Evidence snippet: Experiments on the AdvBench dataset across a wide range of models demonstrate HILL's strong generalizability.

Reported Metrics

strong

Helpfulness

Confidence: High Source: Persisted extraction evidenced

Useful for evaluation criteria comparison.

Evidence snippet: This work exposes significant vulnerabilities of safety measures against learning-style elicitation, highlighting a critical challenge of fulfilling both helpfulness and safety alignments.

Rater Population

missing

Unknown

Confidence: Low Source: Persisted extraction missing

Rater source not explicitly reported.

Evidence snippet: This study reveals a critical safety blind spot in modern LLMs: learning-style queries, which closely resemble ordinary educational questions, can reliably elicit harmful responses.

Human Data Lens

  • Uses human feedback: Yes
  • Feedback types: Red Team
  • Rater population: Unknown
  • Unit of annotation: Unknown
  • Expertise required: Law
  • Extraction source: Persisted extraction

Evaluation Lens

  • Evaluation modes: Automatic Metrics
  • Agentic eval: None
  • Quality controls: Not reported
  • Confidence: 0.80
  • Flags: None

Protocol And Measurement Signals

Benchmarks / Datasets

AdvBench

Reported Metrics

helpfulness

Research Brief

Deterministic synthesis

This study reveals a critical safety blind spot in modern LLMs: learning-style queries, which closely resemble ordinary educational questions, can reliably elicit harmful responses. HFEPX signals include Red Team, Automatic Metrics with confidence 0.80. Updated from current HFEPX corpus.

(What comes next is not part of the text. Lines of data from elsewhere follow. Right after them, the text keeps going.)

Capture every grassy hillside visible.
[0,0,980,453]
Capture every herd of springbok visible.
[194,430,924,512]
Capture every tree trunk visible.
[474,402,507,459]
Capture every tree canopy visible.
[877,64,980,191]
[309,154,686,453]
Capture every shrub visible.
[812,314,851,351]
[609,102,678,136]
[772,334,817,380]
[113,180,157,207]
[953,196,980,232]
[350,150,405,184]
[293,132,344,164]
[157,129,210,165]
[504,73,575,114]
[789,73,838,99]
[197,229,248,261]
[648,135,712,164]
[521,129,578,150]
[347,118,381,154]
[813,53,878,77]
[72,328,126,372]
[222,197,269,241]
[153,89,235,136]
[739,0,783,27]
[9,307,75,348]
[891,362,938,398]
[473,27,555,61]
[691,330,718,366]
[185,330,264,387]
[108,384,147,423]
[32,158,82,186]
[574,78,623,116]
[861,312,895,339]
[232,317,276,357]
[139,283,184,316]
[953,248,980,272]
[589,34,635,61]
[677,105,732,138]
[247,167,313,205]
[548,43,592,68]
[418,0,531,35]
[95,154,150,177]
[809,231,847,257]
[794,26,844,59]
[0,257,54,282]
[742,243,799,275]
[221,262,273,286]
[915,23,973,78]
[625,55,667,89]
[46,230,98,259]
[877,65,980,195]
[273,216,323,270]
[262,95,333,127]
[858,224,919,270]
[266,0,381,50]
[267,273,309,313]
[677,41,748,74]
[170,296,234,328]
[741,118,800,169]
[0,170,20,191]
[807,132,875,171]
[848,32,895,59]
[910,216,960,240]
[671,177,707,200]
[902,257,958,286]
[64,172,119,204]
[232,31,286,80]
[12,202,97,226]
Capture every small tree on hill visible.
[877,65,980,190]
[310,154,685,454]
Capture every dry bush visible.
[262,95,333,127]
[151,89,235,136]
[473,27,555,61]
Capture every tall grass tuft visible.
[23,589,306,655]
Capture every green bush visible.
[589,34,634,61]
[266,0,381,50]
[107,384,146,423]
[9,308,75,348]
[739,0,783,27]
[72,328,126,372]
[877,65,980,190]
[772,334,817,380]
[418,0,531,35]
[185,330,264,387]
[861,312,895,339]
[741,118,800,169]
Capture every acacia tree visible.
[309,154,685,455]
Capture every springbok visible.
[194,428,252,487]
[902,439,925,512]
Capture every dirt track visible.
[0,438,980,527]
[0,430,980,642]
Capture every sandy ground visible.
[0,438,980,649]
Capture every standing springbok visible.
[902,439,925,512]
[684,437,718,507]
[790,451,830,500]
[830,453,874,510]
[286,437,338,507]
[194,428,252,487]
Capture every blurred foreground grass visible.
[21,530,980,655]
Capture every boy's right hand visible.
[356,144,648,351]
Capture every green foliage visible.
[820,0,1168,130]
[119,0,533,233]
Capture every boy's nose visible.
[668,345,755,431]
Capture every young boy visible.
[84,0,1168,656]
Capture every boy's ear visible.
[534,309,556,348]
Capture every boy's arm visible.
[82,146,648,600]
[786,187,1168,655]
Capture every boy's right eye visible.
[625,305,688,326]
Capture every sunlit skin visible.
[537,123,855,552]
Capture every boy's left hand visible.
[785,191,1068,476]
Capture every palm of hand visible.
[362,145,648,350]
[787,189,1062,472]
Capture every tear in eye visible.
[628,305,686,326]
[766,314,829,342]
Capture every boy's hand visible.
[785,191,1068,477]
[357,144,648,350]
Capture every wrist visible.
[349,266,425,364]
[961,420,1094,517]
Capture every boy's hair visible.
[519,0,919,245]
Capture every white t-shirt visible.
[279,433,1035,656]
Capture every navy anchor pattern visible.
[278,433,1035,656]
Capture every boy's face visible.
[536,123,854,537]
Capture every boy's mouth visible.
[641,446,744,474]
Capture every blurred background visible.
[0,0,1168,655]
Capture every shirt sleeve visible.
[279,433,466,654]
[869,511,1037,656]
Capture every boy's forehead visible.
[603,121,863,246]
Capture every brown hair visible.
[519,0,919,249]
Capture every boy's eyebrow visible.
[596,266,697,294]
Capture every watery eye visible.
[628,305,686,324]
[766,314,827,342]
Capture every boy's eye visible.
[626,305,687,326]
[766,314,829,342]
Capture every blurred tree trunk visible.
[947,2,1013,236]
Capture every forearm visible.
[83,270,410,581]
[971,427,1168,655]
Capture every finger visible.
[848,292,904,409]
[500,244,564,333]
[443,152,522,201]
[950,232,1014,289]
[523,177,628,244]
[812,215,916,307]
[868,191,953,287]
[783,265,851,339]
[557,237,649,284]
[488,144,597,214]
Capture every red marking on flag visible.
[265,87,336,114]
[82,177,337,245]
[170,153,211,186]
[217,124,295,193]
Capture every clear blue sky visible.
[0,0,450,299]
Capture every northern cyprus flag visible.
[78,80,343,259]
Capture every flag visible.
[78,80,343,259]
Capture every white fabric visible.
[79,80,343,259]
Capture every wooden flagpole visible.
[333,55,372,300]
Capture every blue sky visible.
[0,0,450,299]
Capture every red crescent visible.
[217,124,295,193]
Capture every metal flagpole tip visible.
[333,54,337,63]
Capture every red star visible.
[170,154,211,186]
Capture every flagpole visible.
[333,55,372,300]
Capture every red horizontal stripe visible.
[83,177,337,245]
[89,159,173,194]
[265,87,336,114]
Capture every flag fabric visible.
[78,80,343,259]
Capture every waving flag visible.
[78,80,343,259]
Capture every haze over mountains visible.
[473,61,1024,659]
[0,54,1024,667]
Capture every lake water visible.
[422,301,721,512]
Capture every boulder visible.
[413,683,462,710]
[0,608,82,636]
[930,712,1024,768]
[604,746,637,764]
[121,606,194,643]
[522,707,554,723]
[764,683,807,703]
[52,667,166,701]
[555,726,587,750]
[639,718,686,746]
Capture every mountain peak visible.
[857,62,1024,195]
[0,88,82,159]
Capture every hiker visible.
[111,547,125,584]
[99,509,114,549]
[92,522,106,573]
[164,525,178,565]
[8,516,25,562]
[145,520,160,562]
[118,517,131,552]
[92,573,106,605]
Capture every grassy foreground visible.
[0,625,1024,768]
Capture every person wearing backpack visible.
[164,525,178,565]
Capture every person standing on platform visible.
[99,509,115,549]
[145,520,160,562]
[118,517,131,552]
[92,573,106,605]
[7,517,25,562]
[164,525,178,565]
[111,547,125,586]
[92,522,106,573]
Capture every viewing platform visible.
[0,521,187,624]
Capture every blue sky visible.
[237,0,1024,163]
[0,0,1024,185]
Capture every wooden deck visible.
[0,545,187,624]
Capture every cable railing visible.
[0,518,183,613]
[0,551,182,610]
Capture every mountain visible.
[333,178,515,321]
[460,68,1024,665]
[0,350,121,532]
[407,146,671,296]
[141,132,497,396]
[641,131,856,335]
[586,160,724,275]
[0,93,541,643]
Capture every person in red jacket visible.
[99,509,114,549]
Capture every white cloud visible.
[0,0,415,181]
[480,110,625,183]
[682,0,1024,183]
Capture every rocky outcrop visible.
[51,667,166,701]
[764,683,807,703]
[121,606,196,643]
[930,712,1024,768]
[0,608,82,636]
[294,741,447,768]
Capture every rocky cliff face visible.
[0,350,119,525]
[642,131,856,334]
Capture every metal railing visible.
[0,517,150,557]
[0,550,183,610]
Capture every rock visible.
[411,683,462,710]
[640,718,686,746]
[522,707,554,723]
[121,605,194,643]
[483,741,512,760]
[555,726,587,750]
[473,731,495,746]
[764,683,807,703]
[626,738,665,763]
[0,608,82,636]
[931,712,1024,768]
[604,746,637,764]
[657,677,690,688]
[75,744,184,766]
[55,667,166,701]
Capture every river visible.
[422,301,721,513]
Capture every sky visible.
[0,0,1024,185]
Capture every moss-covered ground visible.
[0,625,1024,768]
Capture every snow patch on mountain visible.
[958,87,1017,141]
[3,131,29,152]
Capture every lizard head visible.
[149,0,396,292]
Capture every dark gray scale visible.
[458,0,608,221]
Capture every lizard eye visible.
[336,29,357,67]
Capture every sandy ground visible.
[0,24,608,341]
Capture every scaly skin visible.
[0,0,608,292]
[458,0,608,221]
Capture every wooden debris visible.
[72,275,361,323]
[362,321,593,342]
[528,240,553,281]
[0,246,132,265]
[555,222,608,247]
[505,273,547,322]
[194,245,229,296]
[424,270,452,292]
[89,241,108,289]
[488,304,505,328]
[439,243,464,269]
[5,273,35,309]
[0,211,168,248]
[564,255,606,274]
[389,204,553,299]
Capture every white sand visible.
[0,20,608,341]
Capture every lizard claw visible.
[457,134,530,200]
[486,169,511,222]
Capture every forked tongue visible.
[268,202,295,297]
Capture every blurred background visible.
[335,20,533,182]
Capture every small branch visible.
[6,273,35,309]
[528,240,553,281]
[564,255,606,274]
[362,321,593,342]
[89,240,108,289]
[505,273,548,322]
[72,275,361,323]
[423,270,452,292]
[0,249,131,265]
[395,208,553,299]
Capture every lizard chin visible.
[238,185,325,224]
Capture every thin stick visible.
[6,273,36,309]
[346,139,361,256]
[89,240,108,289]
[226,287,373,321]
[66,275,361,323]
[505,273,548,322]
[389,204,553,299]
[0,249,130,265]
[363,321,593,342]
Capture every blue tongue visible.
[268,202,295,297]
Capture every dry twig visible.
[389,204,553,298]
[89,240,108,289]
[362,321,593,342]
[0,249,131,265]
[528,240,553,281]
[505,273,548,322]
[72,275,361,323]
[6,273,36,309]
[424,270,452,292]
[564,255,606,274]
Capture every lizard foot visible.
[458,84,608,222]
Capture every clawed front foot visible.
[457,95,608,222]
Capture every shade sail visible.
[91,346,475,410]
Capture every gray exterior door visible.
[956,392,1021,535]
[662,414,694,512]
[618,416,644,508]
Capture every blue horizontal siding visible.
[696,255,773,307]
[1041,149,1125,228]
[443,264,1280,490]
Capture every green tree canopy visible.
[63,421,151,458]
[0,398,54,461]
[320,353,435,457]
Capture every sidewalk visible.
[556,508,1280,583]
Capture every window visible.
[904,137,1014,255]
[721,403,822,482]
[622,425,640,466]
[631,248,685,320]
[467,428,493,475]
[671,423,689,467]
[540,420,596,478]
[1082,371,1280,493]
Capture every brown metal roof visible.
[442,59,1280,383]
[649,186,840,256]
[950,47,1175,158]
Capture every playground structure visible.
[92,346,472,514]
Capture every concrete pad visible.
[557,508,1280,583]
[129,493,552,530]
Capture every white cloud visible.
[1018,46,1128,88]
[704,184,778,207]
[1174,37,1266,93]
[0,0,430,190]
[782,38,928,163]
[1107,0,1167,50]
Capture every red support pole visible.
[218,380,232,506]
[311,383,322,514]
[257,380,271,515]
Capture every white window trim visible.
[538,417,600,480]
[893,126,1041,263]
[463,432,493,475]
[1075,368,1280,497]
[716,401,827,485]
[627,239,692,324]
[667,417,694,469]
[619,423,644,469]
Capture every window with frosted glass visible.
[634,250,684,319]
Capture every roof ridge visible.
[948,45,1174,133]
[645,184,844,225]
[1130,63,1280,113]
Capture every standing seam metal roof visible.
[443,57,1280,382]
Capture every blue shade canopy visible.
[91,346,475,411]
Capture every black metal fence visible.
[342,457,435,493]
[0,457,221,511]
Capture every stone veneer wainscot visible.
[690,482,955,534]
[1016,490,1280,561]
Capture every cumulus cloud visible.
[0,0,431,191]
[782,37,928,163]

Generated Apr 13, 2026, 6:44 AM · Grounded in abstract + metadata only

Key Takeaways

  • This study reveals a critical safety blind spot in modern LLMs: learning-style queries, which closely resemble ordinary educational questions, can reliably elicit harmful…
  • In addition, the assessment of defenses on the constructed safe prompts reveals inherent limitations of LLMs' safety mechanisms and flaws in the defense methods.

Researcher Actions

  • Compare its human-feedback setup against pairwise and rubric hubs.
  • Cross-check benchmark overlap: AdvBench.
  • Validate metric comparability (helpfulness).

Caveats

  • Generated from title, abstract, and extracted metadata only; full-paper implementation details are not parsed.
  • Extraction confidence is probabilistic and should be validated for critical decisions.

Research Summary

Contribution Summary

  • This study reveals a critical safety blind spot in modern LLMs: learning-style queries, which closely resemble ordinary educational questions, can reliably elicit harmful responses.
  • In addition, the assessment of defenses on the constructed safe prompts reveals inherent limitations of LLMs' safety mechanisms and flaws in the defense methods.
  • This work exposes significant vulnerabilities of safety measures against learning-style elicitation, highlighting a critical challenge of fulfilling both helpfulness and safety alignments.

Why It Matters For Eval

  • This study reveals a critical safety blind spot in modern LLMs: learning-style queries, which closely resemble ordinary educational questions, can reliably elicit harmful responses.
  • In addition, the assessment of defenses on the constructed safe prompts reveals inherent limitations of LLMs' safety mechanisms and flaws in the defense methods.

Researcher Checklist

  • Pass: Human feedback protocol is explicit

    Detected: Red Team

  • Pass: Evaluation mode is explicit

    Detected: Automatic Metrics

  • Gap: Quality control reporting appears

    No calibration/adjudication/IAA control explicitly detected.

  • Pass: Benchmark or dataset anchors are present

    Detected: AdvBench

  • Pass: Metric reporting is present

    Detected: helpfulness

Related Papers

Papers are ranked by protocol overlap, extraction signal alignment, and semantic proximity.

Need human evaluators for your AI research? Scale annotation with expert AI Trainers.